Um den Kampf um die besten Talente zu gewinnen, müssen sich Logistikunternehmen auf moderne Methoden einlassen, ihre Attraktivität steigern und den Rekrutierungsprozess neu denken. Um möglichen Standortnachteilen entgegenzuwirken, kann es sich lohnen, über den eigenen Tellerrand hinauszuschauen – zum Beispiel, indem der Pool potenzieller Fachkräfte von Anfang an vergrößert wird. Wenn man den geografischen Raum erweitert und nicht nur deutschlandweit, sondern europaweit sucht, kann man die Auswahl an Kandidat*innen drastisch vergrößern. 

Trotz aller Personalprobleme können Unternehmen Talente mit der richtigen Haltung gewinnen und langfristig binden. Ein wichtiger erster Schritt ist es, die eigenen Unternehmenswerte neu zu bewerten und anzupassen. Unternehmenswerte, Mission und Kultur müssen nicht nur innerhalb des Unternehmens gelebt, sondern auch aktiv nach außen kommuniziert werden. Employer Branding und die Kompatibilität zwischen Mitarbeiter*innen und Unternehmen waren noch nie so wichtig wie heute – sie entscheiden nicht nur darüber, ob sich Mitarbeiter*innen für das Unternehmen interessieren, sondern auch, wie lange sie bleiben werden. 89 % der passiv Suchenden und 84 % der aktiv Suchenden achten explizit auf die Arbeitgebermarke. Je attraktiver ein Unternehmen für seine Mitarbeiter*innen ist und je stärker sie sich mit dem Unternehmen identifizieren, desto geringer ist das Risiko einer Kündigung.

Zudem sollten Arbeitgeber aktiv in Weiterbildungsmöglichkeiten investieren und den Mitarbeitenden Entwicklungs- und Aufstiegsperspektiven aufzeigen.
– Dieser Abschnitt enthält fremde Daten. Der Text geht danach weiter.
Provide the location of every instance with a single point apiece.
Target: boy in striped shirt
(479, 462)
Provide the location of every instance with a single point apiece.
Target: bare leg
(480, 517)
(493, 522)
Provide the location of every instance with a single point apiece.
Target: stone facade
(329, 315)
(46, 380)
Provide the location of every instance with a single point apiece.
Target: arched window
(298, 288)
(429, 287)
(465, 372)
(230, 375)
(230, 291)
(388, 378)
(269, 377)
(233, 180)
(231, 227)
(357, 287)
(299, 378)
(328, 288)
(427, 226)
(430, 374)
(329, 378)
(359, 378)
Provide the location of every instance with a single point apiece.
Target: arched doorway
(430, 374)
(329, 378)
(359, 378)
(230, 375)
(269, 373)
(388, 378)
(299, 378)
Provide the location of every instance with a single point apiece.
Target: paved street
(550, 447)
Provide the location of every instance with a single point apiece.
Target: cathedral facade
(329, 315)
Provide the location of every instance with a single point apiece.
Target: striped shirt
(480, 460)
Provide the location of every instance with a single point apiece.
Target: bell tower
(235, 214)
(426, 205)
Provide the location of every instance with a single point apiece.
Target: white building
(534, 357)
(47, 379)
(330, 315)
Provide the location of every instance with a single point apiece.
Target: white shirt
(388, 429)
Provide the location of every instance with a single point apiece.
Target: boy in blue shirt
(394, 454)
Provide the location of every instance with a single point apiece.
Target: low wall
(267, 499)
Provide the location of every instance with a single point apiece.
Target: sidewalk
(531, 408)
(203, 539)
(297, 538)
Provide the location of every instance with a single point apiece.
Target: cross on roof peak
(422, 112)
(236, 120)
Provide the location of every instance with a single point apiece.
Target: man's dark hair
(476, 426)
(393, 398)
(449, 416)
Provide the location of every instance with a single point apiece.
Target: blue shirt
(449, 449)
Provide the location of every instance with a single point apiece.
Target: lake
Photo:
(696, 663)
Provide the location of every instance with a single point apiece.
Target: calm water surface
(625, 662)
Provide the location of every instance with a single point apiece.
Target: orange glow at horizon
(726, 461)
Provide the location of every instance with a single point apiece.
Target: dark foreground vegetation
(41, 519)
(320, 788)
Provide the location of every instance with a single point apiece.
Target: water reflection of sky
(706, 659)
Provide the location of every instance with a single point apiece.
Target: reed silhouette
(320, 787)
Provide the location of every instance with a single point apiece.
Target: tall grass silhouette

Eine aktuelle McKinsey Studie zeigt, dass der Mangel an beruflicher Entwicklung und Beförderung einer der ausschlaggebenden Gründe für eine Kündigung ist. Wichtig ist auch, dass sich Unternehmen nicht nur um das körperliche und seelische Wohlbefinden ihrer Mitarbeiter*innen kümmern, sondern ihnen aktiv zuhören und ihnen ermöglichen, Prozesse im Unternehmen mitzugestalten. 

Logistikunternehmen stehen grundsätzlich vor den gleichen großen Herausforderungen wie andere Unternehmen: Kampf um Talente, hohe Resignation, Quiet Quitting und Arbeitskräfteknappheit. Daher ist es wichtig, Bewerber*innen und Mitarbeiter*innen einen Mehrwert zu bieten, und zwar durch eine entsprechende Unternehmenspolitik, ein zeitgemäßes Employer Branding, attraktive Sozialleistungen und eine gezielte Personalentwicklung, die über einen großen Gehaltsscheck hinausgeht.

Welche Rolle spielt Ihrer Meinung nach die Digitalisierung? Werden sich die Jobs in der Logistikbranche mit zunehmender Digitalisierung ändern und kann dies dem Fachkräftemangel entgegenwirken?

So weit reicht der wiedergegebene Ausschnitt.